I've never seen that behavior, and this is just a guess, but: BitLocker replaces the NTFS partition header (volume boot sector) with its own metadata, which contains the information needed to decrypt the disk (if a valid key is supplied), and also points to the "real" boot sector within the encrypted volume. The BitLocker metadata is also replicated across the volume in additional locations for redundancy, in space that NTFS marks as allocated but does not use for any files. As such, turning on BitLocker requires reserving some space on various parts of the partition, and it might be picky about what parts those changes are made to. It's possible that, for some reason, some of the changes that need to be made near the start of the volume could not be made (because files were currently in use), so BitLocker created a new partition from free space at the end of the volume and put some of its metadata there.

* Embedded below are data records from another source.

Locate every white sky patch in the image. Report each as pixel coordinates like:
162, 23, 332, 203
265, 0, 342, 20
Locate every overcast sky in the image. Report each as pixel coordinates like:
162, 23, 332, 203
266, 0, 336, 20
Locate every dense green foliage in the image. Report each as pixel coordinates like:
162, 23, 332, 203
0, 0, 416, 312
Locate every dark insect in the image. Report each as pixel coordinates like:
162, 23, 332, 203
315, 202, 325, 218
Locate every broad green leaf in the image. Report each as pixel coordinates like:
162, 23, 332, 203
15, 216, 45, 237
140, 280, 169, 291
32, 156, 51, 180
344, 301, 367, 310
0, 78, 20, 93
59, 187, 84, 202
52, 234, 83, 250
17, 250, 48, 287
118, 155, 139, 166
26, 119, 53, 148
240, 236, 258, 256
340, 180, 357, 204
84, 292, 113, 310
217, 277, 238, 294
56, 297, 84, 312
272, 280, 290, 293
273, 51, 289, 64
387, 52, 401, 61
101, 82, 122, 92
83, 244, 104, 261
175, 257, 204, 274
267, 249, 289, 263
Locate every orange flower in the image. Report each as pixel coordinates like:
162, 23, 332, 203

That doesn't explain it needing 852 MB, though; not sure what's up with that. The BL or NTFS volume metadata needs to fit on a boot sector, which is generally only 4 KB. I suppose it could be a copy of the NTFS Master File Table or something, but in that case I'd expect it to be encrypted too (and also the MFT needs to be accessed frequently, so putting it on a separate partition on the same physical storage doesn't make a lot of sense).
My other guess would be that it's additional OEM recovery / OS restore data, based both on the partition type and the approximate size. That doesn't make sense for one computer to have and the other not to, though, unless they were imaged differently (or the additional OEM / OS recovery data was deleted off one of them); I don't know how sure you are that the software / stored data on each machine is identical, vs. just the hardware and OS image.